I spent the weekend dog-sitting for a nice lesbian couple in Johnson City. Boy, did I learn a lot this weekend.
For instance:
A labrador retriever is almost the same thing as a musician. They are both cute, and sort of shaggy, and intelligent. They are both very cuddly and affectionate. The musician will be kind enough to let you bum cigarettes indefinitely. The lab will generously bring you his sloppy bones, in case you're jonesing for a nice chew. Both the musician and the lab will affectionately sit on you while you're watching a Lifetime movie and lounging on the couch; both will lick you, and both will look sort of dejected when you say, "ew! Get off me!" In either case, you'll feel sort of bad for not fully appreciating the love. The musician will slurp Ramen noodles. The lab will slurp everything. Both the musician and the lab know their names, but will answer to your call only if they feel like it. Both are irresistably cute; one is compelled to scratch both behind the ears, and rub both of their tummies. The lab will want to curl up and sleep next to you -- or on you. So will the musician. Both are fairly quiet, and you have to go by body language to understand the mood of either the lab or the musician. The musician likes to pace. The lab likes to romp around in circles.
[Norman just walked into the room as I'm typing. For the majority of the evening, he has been wearing a sock on one foot, and a sweatshirt on the other foot, a result of today being Norman's laundry day... I guess I'd better amend my little theory about labs and musicians: a lab will bring you a sock in his mouth. A musician will bring you a sweatshirt on his foot.]
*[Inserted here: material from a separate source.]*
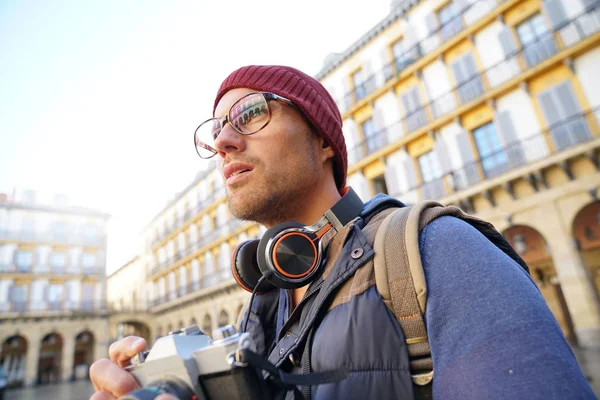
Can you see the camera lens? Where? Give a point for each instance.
(175, 387)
I've come up with a few theories about lesbian parents, too.
Apparently, having lesbians as "moms" does not have any detrimental effects on the emotional or social states of two labrador retrievers. I actually thought a bit about this while I was dog-sitting. I was trying to see if the dogs were in any way underdeveloped, or if they'd acquired any abnormal or deviant behavior. You know, because people seem to think that if you live with lesbians, you're some sort of freak; I was trying to objectively judge whether this would be the case with the dogs. So far as I could tell, they were quite well-adjusted. I mean, except that the one wouldn't leave me alone until I let it sit on my chest. I think it thought it was the king of the mountain or something. All it did was sit there and pant once I let it sit there. But I think that was just a weird dog-thing, though.
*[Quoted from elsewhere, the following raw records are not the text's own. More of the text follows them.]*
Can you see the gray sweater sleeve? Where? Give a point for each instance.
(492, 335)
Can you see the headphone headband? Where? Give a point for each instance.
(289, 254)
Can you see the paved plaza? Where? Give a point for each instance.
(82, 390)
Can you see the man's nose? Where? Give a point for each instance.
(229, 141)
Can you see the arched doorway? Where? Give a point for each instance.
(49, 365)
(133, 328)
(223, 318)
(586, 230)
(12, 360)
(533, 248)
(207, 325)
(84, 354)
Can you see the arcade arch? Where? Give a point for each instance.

And a few things I've learned about lesbians, too... You know the prevailing myth that lesbians are unfeminine? Hmph. A COMPLETE myth, if you're looking at these two ladies. What's really sad is that they had more hair-care products in their house than I would know what to do with. I mean this quite literally; I have no idea what the fuck to do with mousse. And yes, I do actually own a hair-dryer, but I haven't used it in a couple of years. The lesbians had longer hair than me.
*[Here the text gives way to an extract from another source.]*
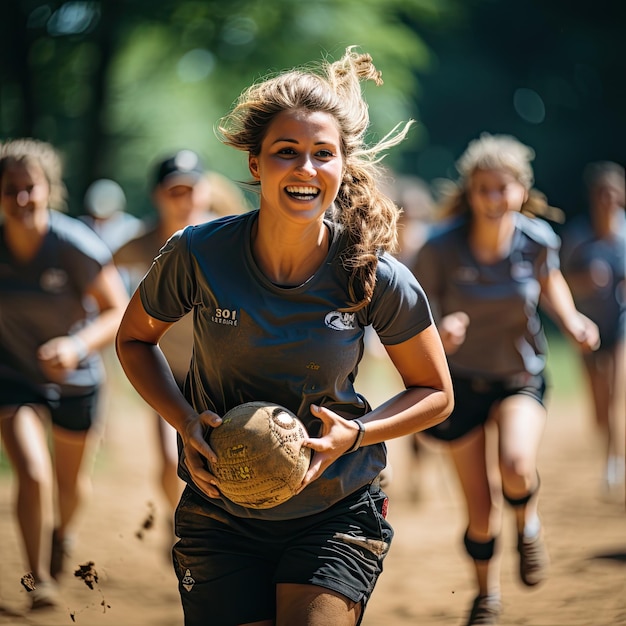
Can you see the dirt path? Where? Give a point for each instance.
(427, 577)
Come to think of it, the one woman looked almost EXACTLY like the girl who lived next-door to me at the College of Santa Fe. Really, it was an eerie resemblance. They even had the same voice. And the same eyebrows. I kind of doubt they had the same coke-habit, but one never can be sure. I kept having this vision of the dog-owner collapsing in a hung-over, vomiting heap, and demanding that Brian carry her to the infirmary. THAT was scary. I couldn't look at the dog-owner again after that. I tried, but I giggled.
Was very tired upon arriving at the dogs' house. Had kind of a headache, too. Wrote a couple of bitchy emails -- hey why not! I was tired! -- and then decided to blame the whole incident on carbon monoxide poisoning. Checked the pilot lights on the stove and in the oven. They were all on. Damn. Still, I told the lesbian dog-owners that they might have a gas leak. It DID smell like gas, once I'd completely convinced myself I was suffering from a carbon monoxide emotional breakdown. Probably, the whole thing had more to do with the massive amounts of caffeine I'd been ingesting all week. And the very, very few hours of sleep I've gotten due to aforementioned caffeine.
Have I mentioned that Norman is currently wearing a sweatshirt around his ankle to keep his foot warm, because he only has one clean sock?
This is TOO weird. Adorable, but very, very weird.
Thanks to several generous offers this weekend, Helena now has enough money for two things: 1.) the fucking electric bill, and 2.) her tuition deposit at the Evergreen State College. Thus, Helena will not be powerless within the next month, and even if Helena DOES become powerless, for reasons as of now unforeseen, Helena can officially escape to Olympia in January, where, it is hoped, the Federal Government will pay for her power in her dorm room.
Helena hopes the person who lives next door to her in her dorm room at Evergreen doesn't have a coke habit. But she wouldn't mind if the person next door had a labrador retriever or two.
Helena is going to bed. Maybe she'll take a musician with her, for cuddling purposes.